Questa elaborazione, che poi prenderà il nome di via
italiana al socialismo, subì una brusca battuta
d’arresto pochi mesi dopo. Nei paesi dell’Est la gestione
dispotica del potere e il governo burocratico dell’economia
avevano prodotto condizioni di vita e di lavoro inaccettabili,
e il malcontento era piuttosto diffuso. A metà giugno vi
furono vari scioperi in Polonia, subito repressi:
la protesta riprese con vigore alla fine del mese, assumendo,
nella città di Poznan, il carattere di una vera e propria
sollevazione, che tuttavia finì nel sangue, con 40 operai
uccisi dalla polizia. Giuseppe Di
Vittorio, l’autorevole Segretario della CGIL,
ben sapeva quali erano stati i motivi di questo pesante scontro
e si rendeva perfettamente conto che un regime che si diceva socialista
avrebbe dovuto, per definizione, mettere al primo posto proprio
gli interessi dei lavoratori, e che se ciò non avveniva
vi erano per forza dei guasti di fondo; perciò non esitò
ad esprimere solidarietà ai lavoratori polacchi. Nel PCI,
invece, prevalse il timore che i fatti di Poznam preludessero
a un qualche tentativo occidentale per alimentare la rivolta all’Est
e la posizione di Di Vittorio rimase isolata.

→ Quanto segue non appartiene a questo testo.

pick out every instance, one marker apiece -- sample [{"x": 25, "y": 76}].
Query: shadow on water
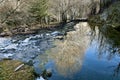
[
  {"x": 108, "y": 40},
  {"x": 89, "y": 52}
]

In Ungheria nel 1953 si era formato un governo
che aveva emarginato la componente più autoritaria del
partito al potere e il premier Imre Nagy aveva
avviato una cauta politica di riforme; estromesso due anni dopo,
fu richiamato a presiedere il governo nell’autunno del ‘56,
quando si andò sviluppando un vasto movimento di popolo
contro la presenza nel paese delle truppe sovietiche: la protesta
divenne rivolta aperta e alcuni gruppi fascisti ne approfittarono
per scatenare vere e proprie esecuzioni sommarie. Il governo legittimo
di Nagy era intenzionato a stroncare questi eccessi e a guidare
pacificamente il processo di riforma, ma Mosca ordinò alle
truppe di intervenire senza mezze misure: fu una vera guerra civile,
con centinaia di morti, e, come era già accaduto in Polonia,
nell’insurrezione antisovietica ebbero un ruolo di primo
piano proprio gli operai. Nuovamente Di Vittorio insisté
sul fatto che erano le stesse classi lavoratrici a ribellarsi,
ma il PCI lo smentì apertamente e salutò l’intervento
che liberava Budapest dalla “controrivoluzione”.
Ancora una volta era prevalsa la paura di favorire l’avversario,
ma in realtà il risultato ottenuto fu esattamente l’opposto,
perché non si capiva che nell’opinione pubblica,
e in particolare quella moderata e cattolica, meno predisposta
al messaggio politico della sinistra, era proprio tale legame
con l’URSS ad essere messo in primo piano: i comunisti venivano
identificati tout court come quelli che abolivano la
libertà, e poco importa se fossero stati la forza principale
della Resistenza o in prima fila nella difesa dei diritti sindacali.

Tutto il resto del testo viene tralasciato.